At Kichijōji’s Autumn Festival, or aki matsuri, spectators pray at the Musashino Hachimangu, the shrine at the center of all the activity, then stroll through the grounds loading up on yakitori and fried sweet potatoes.
The kids catch goldfish and buy trinkets, while adults browse little charms and amulets. This setup is the delightful standard of matsuri all over Japan.
But at Kichijōji’s Autumn Festival, the real excitement is outside the shrine’s stone gate.
The focus of the festival, at least for the last 45 years, has been the mikoshi, or divine palanquins, essentially ornate little taxis for the gods (kami) that are visually similar to shrine buildings, with poles jutting out in front and behind so that teams of uniformed volunteers can hoist them onto their shoulders and carry them through the local shopping arcade and surrounding streets.
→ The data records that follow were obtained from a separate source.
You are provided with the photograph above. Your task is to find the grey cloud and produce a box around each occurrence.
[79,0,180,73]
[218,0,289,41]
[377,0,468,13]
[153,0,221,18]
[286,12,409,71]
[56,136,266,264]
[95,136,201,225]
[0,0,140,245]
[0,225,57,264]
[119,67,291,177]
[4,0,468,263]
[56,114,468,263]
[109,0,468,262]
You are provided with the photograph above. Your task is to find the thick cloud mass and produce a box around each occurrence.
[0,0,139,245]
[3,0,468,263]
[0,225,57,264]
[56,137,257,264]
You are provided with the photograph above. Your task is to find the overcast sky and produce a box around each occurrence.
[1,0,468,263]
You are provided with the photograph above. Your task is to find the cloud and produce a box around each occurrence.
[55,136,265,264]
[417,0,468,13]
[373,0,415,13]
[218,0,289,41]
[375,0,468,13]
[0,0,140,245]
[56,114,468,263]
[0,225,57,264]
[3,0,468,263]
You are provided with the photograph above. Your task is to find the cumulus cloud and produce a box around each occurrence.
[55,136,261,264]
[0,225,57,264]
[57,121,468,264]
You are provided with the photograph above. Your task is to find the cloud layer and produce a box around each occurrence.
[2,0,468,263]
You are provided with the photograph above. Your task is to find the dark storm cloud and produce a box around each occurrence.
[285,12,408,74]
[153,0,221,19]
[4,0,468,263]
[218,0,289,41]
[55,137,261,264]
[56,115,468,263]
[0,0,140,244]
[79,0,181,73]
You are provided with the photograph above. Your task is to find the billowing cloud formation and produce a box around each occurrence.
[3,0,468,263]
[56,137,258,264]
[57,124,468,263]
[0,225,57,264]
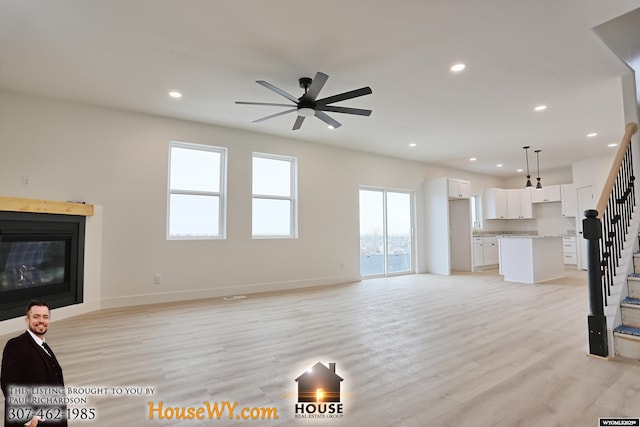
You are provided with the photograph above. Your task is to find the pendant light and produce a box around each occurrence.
[535,149,542,189]
[523,146,532,187]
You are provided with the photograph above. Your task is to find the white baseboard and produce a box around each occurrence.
[94,275,361,309]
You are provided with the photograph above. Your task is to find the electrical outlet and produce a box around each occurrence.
[153,274,161,285]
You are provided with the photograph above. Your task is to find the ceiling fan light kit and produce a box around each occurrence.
[298,107,315,117]
[236,71,372,130]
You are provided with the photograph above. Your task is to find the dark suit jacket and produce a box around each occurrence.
[1,332,67,427]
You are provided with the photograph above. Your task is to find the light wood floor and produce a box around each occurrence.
[3,269,640,426]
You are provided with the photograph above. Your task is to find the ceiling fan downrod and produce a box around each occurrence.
[299,77,312,94]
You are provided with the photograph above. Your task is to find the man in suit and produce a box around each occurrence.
[1,301,67,427]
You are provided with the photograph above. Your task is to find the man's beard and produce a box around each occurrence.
[30,324,48,336]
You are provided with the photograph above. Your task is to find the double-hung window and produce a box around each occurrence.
[252,153,298,238]
[168,141,226,239]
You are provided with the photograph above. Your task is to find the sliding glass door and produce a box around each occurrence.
[359,188,413,277]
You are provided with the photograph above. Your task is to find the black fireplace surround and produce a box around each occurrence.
[0,211,85,321]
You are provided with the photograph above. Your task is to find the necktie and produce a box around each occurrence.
[42,342,56,359]
[41,342,64,385]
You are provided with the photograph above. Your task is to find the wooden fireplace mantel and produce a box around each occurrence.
[0,196,94,216]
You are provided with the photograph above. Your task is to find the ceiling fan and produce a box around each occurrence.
[236,71,372,130]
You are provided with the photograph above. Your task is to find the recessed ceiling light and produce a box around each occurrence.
[169,91,182,98]
[608,143,618,147]
[469,157,477,161]
[534,105,547,111]
[328,125,335,130]
[409,143,417,147]
[517,168,524,172]
[587,132,598,137]
[450,63,466,72]
[496,163,503,168]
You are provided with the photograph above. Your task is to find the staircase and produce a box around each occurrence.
[583,122,638,358]
[613,256,640,358]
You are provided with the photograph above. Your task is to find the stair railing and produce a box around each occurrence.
[584,122,638,357]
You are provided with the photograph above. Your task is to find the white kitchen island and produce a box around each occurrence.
[499,236,564,284]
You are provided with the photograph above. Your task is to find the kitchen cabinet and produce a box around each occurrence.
[483,236,499,265]
[561,184,578,217]
[473,237,484,268]
[531,185,561,203]
[499,236,564,283]
[484,188,507,219]
[448,178,471,199]
[519,188,534,218]
[563,236,577,264]
[473,236,499,268]
[485,188,532,219]
[506,188,533,219]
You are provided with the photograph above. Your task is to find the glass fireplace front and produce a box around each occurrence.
[0,211,84,321]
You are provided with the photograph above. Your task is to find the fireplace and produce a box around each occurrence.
[0,211,85,321]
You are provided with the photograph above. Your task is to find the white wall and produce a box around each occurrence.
[572,155,616,201]
[622,71,640,202]
[0,90,505,330]
[502,166,573,189]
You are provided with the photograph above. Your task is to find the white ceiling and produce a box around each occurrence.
[1,0,640,177]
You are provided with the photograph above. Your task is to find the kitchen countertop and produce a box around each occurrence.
[474,232,576,238]
[498,235,562,239]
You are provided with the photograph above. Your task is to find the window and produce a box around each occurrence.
[252,153,297,238]
[168,141,226,239]
[471,194,482,229]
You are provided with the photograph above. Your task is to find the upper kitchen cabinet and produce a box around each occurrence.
[448,178,471,199]
[485,188,532,219]
[531,185,561,203]
[506,188,534,219]
[561,184,578,217]
[484,188,507,219]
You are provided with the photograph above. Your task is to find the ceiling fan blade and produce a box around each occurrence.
[256,80,300,104]
[317,105,372,116]
[252,108,297,123]
[303,72,329,101]
[316,87,373,106]
[236,101,296,108]
[292,115,305,130]
[314,111,342,129]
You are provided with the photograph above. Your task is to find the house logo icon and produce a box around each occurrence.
[294,362,344,418]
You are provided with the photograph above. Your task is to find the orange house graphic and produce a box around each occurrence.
[295,362,343,402]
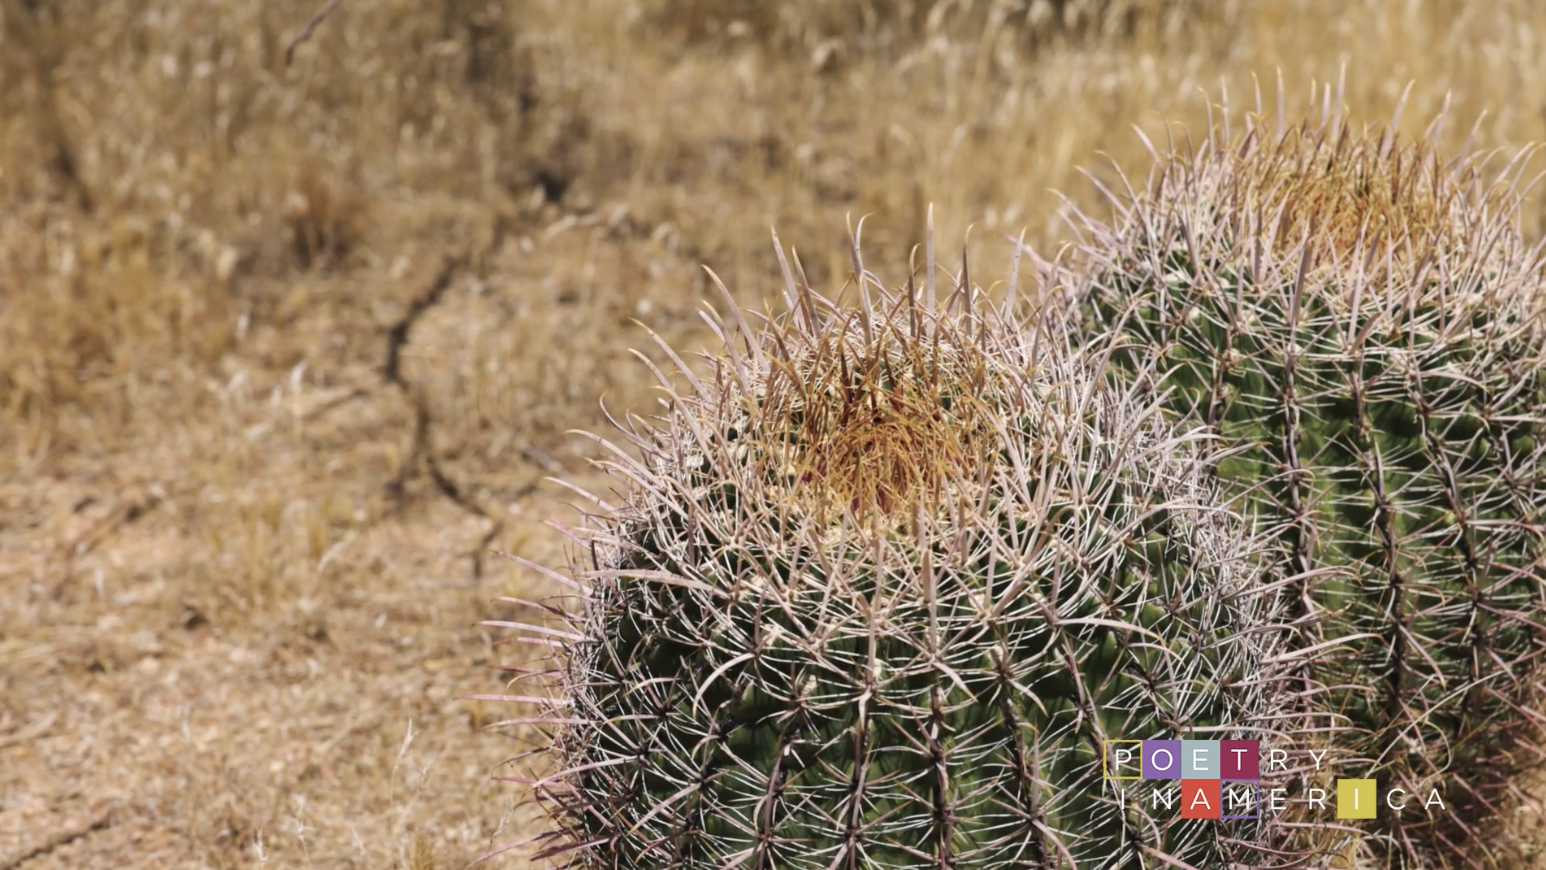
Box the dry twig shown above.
[0,810,113,870]
[0,712,58,752]
[285,0,344,66]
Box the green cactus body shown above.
[509,264,1295,869]
[1072,116,1546,867]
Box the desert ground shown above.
[5,1,1546,867]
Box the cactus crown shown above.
[750,308,997,522]
[1235,123,1479,262]
[1075,105,1533,291]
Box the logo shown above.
[1102,739,1445,821]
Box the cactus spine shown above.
[1070,112,1546,867]
[502,250,1293,869]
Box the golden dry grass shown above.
[6,0,1546,866]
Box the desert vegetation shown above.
[6,0,1546,867]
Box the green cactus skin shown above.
[497,251,1298,870]
[1071,114,1546,868]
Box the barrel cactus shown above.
[1068,111,1546,866]
[497,246,1296,868]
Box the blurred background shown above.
[3,0,1546,866]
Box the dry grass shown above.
[5,0,1546,866]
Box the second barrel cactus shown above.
[1070,113,1546,867]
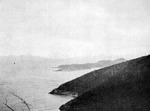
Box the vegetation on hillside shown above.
[56,55,150,111]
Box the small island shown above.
[55,58,126,71]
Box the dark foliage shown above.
[58,55,150,111]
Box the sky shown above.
[0,0,150,59]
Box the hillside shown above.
[56,58,125,71]
[50,58,126,96]
[58,55,150,111]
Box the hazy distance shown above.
[0,0,150,60]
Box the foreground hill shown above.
[56,58,126,71]
[50,58,126,96]
[58,55,150,111]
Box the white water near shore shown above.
[0,67,98,111]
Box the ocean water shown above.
[0,67,96,111]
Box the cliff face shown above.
[59,55,150,111]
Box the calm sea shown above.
[0,67,97,111]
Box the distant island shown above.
[50,55,150,111]
[55,58,126,71]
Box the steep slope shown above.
[50,58,126,96]
[59,55,150,111]
[56,58,126,71]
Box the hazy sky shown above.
[0,0,150,59]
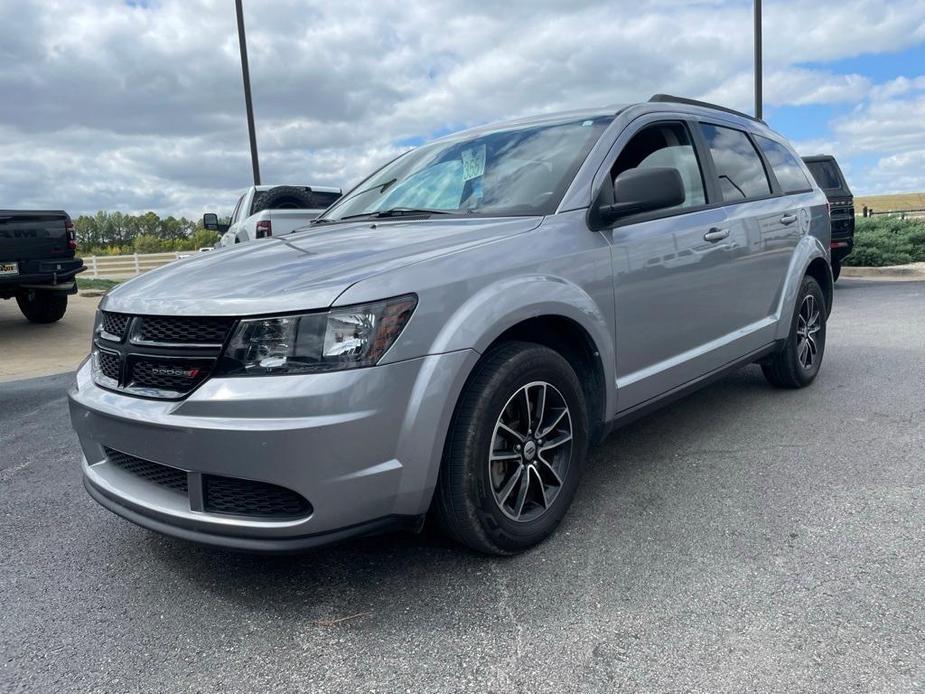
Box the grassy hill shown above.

This is no small feat. Like many other religious festivals the world over, the central event doesn’t feel right without a certain level of participant suffering. The mikoshi are made of wood and laden with decorations, lanterns, and other gilded fixtures. But it seems like the poles used to carry the mikoshi might be the heaviest part — thick, square or rounded timbers lashed together with rope. I’ve heard that the closer you are to the center, the heavier it gets.
In some less populated parts of Japan, the mikoshi have one or two poles, but here in the dense Tokyo metropolis, there are plenty of laborers to recruit, so each mikoshi sports four poles. It’s not a gentle stroll: Japan’s gods are notorious party animals, and the mikoshi bearers oblige them by frequently tossing their loads around as they march, chanting, down the streets. Generous pours of sake throughout the day keep spirits — and pain thresholds — high.
There are so many participants that they often greatly outnumber the spectators. Those not carrying the mikoshi lead the procession or trail behind, waiting to relieve their exhausted teammates. Much of the route weaves through side streets, but at times the procession hits a major thoroughfare and a measure of traffic safety is required. In the image below, the procession was separated by a thin rope from the whizzing buses and cars in the other lane. A single police officer, out of the frame, helped out.
As night descends, the party continues. Last year, this crew, sporting “Kichijōji” on their hanten robes, was the most boisterous and exuberant of all.
Their mikoshi was garishly magnificent, and they naturally brought their own lighting to show it off.
They would march and chant, throwing the mikoshi around wildly. Periodically, they would stop, and a leader in the front would call out a bit of song, to which the bearers would respond. This went back and forth for a few lines before the final response led joyously back into the chant, shouted with renewed vigor, and the little carriage would jerk around violently, the god inside no doubt laughing his head off.
Seven months later, he must still be laughing.